Secure data in transit
Data is always moved between locations, and for this reason data in transit should be central to any data protection policy. Both SSL (secure sockets layer) and TLS (transport layer security) cryptographic protocols can be used for this exchange, or communication channels between business operations and cloud infrastructures can be isolated with a VPN. These are used to encrypt traffic, and may be site-to-site or point-to-site VPNs. HTTPS secure communication protocol can be applied for secure transactions, and also in conjunction with storage REST API.
Secure third-party communication
Communication with third parties, such as Google Suite, Microsoft Office, Oracle and Salesforce, needs to be secure but also easy for users. This can be achieved with extensions and plugins that use extra security and governance capabilities. This can ensure that accessing, sending, receiving and saving files can be straightforward, productive and within compliance.
Third-party communication applications, such as Telegram or Slack, should have a secure perimeter around them to minimise threats. Office, mobile and enterprise apps that enable file sharing must be restricted and secured, and managers should be careful to block the installation and use of file sharing applications that are not authorised.
The Verizon 2019 Data Breach Investigations Report found that as many as 34 percent of 2018 data breaches were the result of malicious insiders. This figure is increasing year on year, and even more breaches are caused by employees inadvertently.
This is a rising concern for HR departments, who need to ensure that employees receive well-structured and professional training in cybersecurity best practices. The key components of such employee training courses must include password security, social engineering, unauthorised software, social media use, and general file security practices. Employees also need to understand the importance of IT security, how their practices impact the organisation, protecting sensitive personal data, and keeping the network secure. Employees are often the most vulnerable part of an IT system, so delivering training programmes of the highest quality is essential to company and employee security.
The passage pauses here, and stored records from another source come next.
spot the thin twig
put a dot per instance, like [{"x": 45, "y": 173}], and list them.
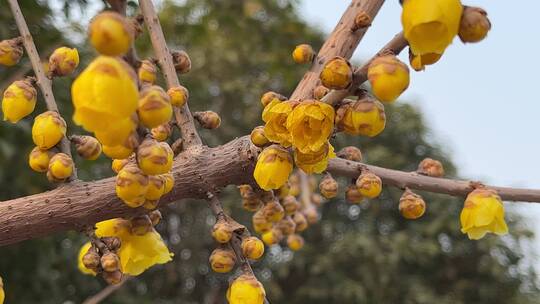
[
  {"x": 43, "y": 82},
  {"x": 182, "y": 115}
]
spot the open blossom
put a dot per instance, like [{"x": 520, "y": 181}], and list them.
[
  {"x": 482, "y": 213},
  {"x": 310, "y": 124}
]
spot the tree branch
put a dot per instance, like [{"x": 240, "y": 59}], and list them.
[
  {"x": 43, "y": 82},
  {"x": 183, "y": 116},
  {"x": 341, "y": 42}
]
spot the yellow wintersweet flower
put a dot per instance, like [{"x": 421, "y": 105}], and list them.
[
  {"x": 275, "y": 116},
  {"x": 19, "y": 100},
  {"x": 246, "y": 289},
  {"x": 315, "y": 162},
  {"x": 430, "y": 25},
  {"x": 273, "y": 168},
  {"x": 310, "y": 124},
  {"x": 104, "y": 94},
  {"x": 483, "y": 212},
  {"x": 137, "y": 252}
]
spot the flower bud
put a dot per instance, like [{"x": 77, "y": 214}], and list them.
[
  {"x": 112, "y": 278},
  {"x": 110, "y": 34},
  {"x": 475, "y": 24},
  {"x": 431, "y": 167},
  {"x": 154, "y": 158},
  {"x": 252, "y": 248},
  {"x": 320, "y": 91},
  {"x": 141, "y": 225},
  {"x": 87, "y": 147},
  {"x": 300, "y": 221},
  {"x": 411, "y": 205},
  {"x": 350, "y": 153},
  {"x": 181, "y": 62},
  {"x": 131, "y": 185},
  {"x": 48, "y": 129},
  {"x": 147, "y": 72},
  {"x": 246, "y": 289},
  {"x": 60, "y": 167},
  {"x": 19, "y": 100},
  {"x": 222, "y": 260},
  {"x": 273, "y": 211},
  {"x": 154, "y": 107},
  {"x": 337, "y": 74},
  {"x": 363, "y": 117},
  {"x": 303, "y": 54},
  {"x": 369, "y": 184},
  {"x": 63, "y": 61},
  {"x": 353, "y": 195},
  {"x": 258, "y": 138},
  {"x": 178, "y": 95},
  {"x": 272, "y": 237},
  {"x": 208, "y": 119},
  {"x": 388, "y": 77},
  {"x": 328, "y": 186},
  {"x": 290, "y": 204},
  {"x": 39, "y": 159},
  {"x": 222, "y": 231},
  {"x": 295, "y": 242},
  {"x": 286, "y": 225},
  {"x": 11, "y": 51},
  {"x": 260, "y": 223},
  {"x": 110, "y": 262}
]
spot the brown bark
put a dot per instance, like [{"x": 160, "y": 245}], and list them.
[{"x": 341, "y": 42}]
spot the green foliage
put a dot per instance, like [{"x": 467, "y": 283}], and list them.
[{"x": 356, "y": 254}]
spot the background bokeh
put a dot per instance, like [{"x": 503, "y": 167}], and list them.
[{"x": 356, "y": 254}]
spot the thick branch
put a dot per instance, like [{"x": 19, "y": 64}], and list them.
[
  {"x": 43, "y": 82},
  {"x": 394, "y": 46},
  {"x": 183, "y": 115},
  {"x": 341, "y": 42}
]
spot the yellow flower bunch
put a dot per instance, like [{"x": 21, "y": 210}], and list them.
[{"x": 482, "y": 213}]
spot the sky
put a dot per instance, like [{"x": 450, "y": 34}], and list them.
[{"x": 480, "y": 100}]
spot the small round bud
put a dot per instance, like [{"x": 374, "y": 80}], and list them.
[
  {"x": 336, "y": 74},
  {"x": 252, "y": 248},
  {"x": 147, "y": 72},
  {"x": 328, "y": 186},
  {"x": 63, "y": 61},
  {"x": 353, "y": 195},
  {"x": 258, "y": 138},
  {"x": 110, "y": 262},
  {"x": 350, "y": 153},
  {"x": 411, "y": 205},
  {"x": 222, "y": 231},
  {"x": 39, "y": 159},
  {"x": 369, "y": 184},
  {"x": 11, "y": 51},
  {"x": 208, "y": 119},
  {"x": 178, "y": 95},
  {"x": 110, "y": 33},
  {"x": 320, "y": 91},
  {"x": 48, "y": 129},
  {"x": 303, "y": 54},
  {"x": 60, "y": 167},
  {"x": 295, "y": 242},
  {"x": 181, "y": 62},
  {"x": 141, "y": 225},
  {"x": 431, "y": 167},
  {"x": 475, "y": 24},
  {"x": 272, "y": 237},
  {"x": 87, "y": 147},
  {"x": 222, "y": 260}
]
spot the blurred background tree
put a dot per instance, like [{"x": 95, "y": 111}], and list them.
[{"x": 356, "y": 254}]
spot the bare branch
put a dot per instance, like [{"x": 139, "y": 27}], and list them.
[
  {"x": 43, "y": 82},
  {"x": 183, "y": 116}
]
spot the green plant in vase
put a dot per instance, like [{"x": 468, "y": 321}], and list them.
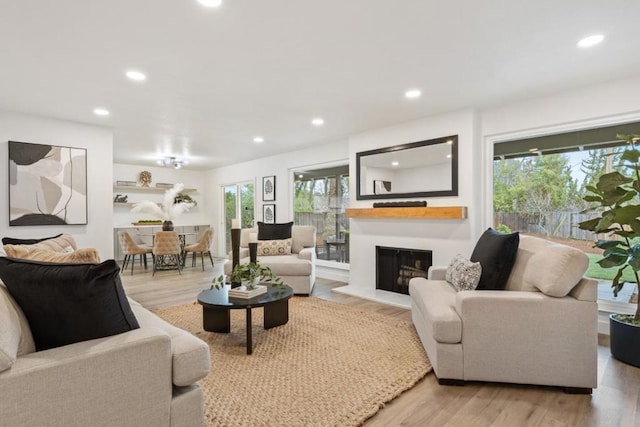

With cybercrime an increasing and potentially costly new trend, organisations in all sectors and of all sizes will be forced to implement and maintain the most secure defences. With more sensitive data available in a virtual space, both businesses and individuals are vulnerable to the rising threats and will benefit from extra security measures. In business, cybersecurity may be an extra expense, but failure to address the risks could lead to fatal and costly damages.